Data Corruption Prevention, Detection, and Repair

Data Corruption Types

Summary of Data Corruption Types

Type	Source/Cause	Detected by	Symptom
Physical corruption	Hardware/storage	Block I/O/checksum	Read errors, corrupted structure
Logical corruption	Software/memory	Consistency checks	Data exists, but is inconsistent/logically invalid
Lost write corruption	Storage, I/O path	SCN checks/Data Guard	The block version is older than the redo expectations

Physical Block Corruption

These errors occur when a database block's structure is physically damaged or rendered unreadable. Such corruption is typically a result of hardware failures (for example: disk errors, controller faults, faulty cables).

Examples:

Incorrect or missing block header/footer
Mismatch in data checksums or internal "magic numbers"
Blocks containing entirely zeros or random, unrecognizable data patterns

Characteristics:

Detected by Oracle when attempting to read the corrupted block from disk
Manifests as severe errors such as ORA-01578: ORACLE data block corrupted.
Can be repaired using block media recovery or data restoration from a valid backup

Description of corruption-physical.png follows

Description of the illustration corruption-physical.png

Logical Block Corruption

In contrast to physical corruption, logical corruption arises when a block's physical structure is intact and readable, but its internal contents are inconsistent with Oracle's expected logical rules or metadata. These are commonly indicative of software bugs or memory-related issues. Logical block corruptions can be intra-block logical corruptions where the logical corruption is self-contained in single data block, and inter-block logical corruptions where data inconsistencies between 2 or more independent data blocks.

Examples:

Index entries referencing non-existent rows is an example of inter-block logical corruption
Table rows exhibiting inconsistencies with their associated metadata within the same data block is an example of intra-block logical corruption
Incorrect internal pointers, such as those within row piece chains can be intra-block or inter-block logical corruption depending on how many data blocks are involved

Characteristics:

The block is physically readable, and its checksums and structure are typically valid
Detection requires logical consistency checks, often performed with RMAN VALIDATE CHECK LOGICAL, SQL command ANALYZE ... VALIDATE STRUCTURE, or exposed during application queries
In some cases, repair is possible using block media recovery or without full restoration from backup, for example, by rebuilding affected indexes or using DBMS_REPAIR to work around the corruption so the remaining data can be accessed

Description of corruption-logocal.png follows

Description of the illustration corruption-logocal.png

Lost Write Corruption

A lost write corruption occurs when a database block modification is acknowledged as successfully written by the storage sub-system, but the actual data is never persistently stored on disk or I/O being "lost". This results in the on-disk block image being older than the database expects, creating a crucial consistency mismatch.

Examples:

A defect in the I/O sub-system or system firmware resulting in false acknowledged I/Os
Following a system crash or any hardware failure, a data block on disk does not reflect recently committed changes that were believed to be durable
The redo log contains entries expecting a newer block version than what is physically present on disk

Characteristics:

This is a data consistency issue, not a structural or logical corruption of the block itself
Primarily detected by advanced features like Oracle Data Guard (through block SCN comparisons) or through some type of media recovery
Leads to data divergence, where the primary and standby databases become out of sync, or where the redo stream does not match the actual state of data files

Description of corruption-lostwrite.png follows

Description of the illustration corruption-lostwrite.png

Summary of Oracle Data Corruption Resiliency Capabilities

Proactive prevention, vigilant detection, and proper use of Oracle’s built-in repair features form a comprehensive defense against data corruption in Oracle databases.

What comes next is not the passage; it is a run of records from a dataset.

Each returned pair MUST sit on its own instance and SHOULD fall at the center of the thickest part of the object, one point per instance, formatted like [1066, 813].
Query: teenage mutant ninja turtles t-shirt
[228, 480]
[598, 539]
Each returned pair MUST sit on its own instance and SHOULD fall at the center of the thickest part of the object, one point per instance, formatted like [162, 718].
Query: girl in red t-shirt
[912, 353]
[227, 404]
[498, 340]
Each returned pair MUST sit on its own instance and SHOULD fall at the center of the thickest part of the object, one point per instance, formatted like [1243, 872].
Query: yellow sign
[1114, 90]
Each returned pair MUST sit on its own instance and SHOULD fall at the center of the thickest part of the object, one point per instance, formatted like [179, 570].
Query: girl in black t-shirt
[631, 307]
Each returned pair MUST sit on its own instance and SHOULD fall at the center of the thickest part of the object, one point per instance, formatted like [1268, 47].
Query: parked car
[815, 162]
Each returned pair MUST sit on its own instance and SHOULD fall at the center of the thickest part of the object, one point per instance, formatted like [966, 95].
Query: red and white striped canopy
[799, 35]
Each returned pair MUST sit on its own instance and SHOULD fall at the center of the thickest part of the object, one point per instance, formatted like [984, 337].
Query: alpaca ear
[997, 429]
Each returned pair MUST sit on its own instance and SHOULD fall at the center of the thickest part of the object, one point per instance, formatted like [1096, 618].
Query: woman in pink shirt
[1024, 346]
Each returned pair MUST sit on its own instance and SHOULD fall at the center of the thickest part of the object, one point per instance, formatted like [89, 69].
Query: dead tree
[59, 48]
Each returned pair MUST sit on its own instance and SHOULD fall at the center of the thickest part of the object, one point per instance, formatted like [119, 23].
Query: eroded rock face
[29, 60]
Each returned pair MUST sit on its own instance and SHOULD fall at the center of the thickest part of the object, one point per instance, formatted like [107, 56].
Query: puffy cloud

Pillar	Features, Tools, and Best Practices	Purpose
Prevention	Software Update Practices, Testing, Use Recommended Database Parameters Oracle Active Data Guard, Exadata, Recovery Appliance For details see Preventing Data Corruption	Avoid corruption from happening or avoid corruption from impacting your application
Detection	Recommended Database Parameters, Database and System Alerting, RMAN Oracle Active Data Guard, Recovery Appliance, Exadata For details see Detecting Data Corruption	Find corruption early, notify, and take action
Repair	Oracle Active Data Guard, or GoldenGate, ASM and Exadata, RMAN For details see Repairing Data Corruption	Minimize impact; restore data and automatically repair (that is, Automatic Block Repair), aligning the solution with the lowest downtime and data loss

Pillar

Features, Tools, and Best Practices

Purpose

Prevention

Software Update Practices, Testing, Use Recommended Database Parameters

Oracle Active Data Guard, Exadata, Recovery Appliance

For details see Preventing Data Corruption

Avoid corruption from happening or avoid corruption from impacting your application

Detection

Recommended Database Parameters, Database and System Alerting, RMAN

Oracle Active Data Guard, Recovery Appliance, Exadata

For details see Detecting Data Corruption

Find corruption early, notify, and take action

Repair

Oracle Active Data Guard, or GoldenGate, ASM and Exadata, RMAN

For details see Repairing Data Corruption

Minimize impact; restore data and automatically repair (that is, Automatic Block Repair), aligning the solution with the lowest downtime and data loss

Preventing Data Corruption

Prevention aims to proactively stop corruption before it can occur.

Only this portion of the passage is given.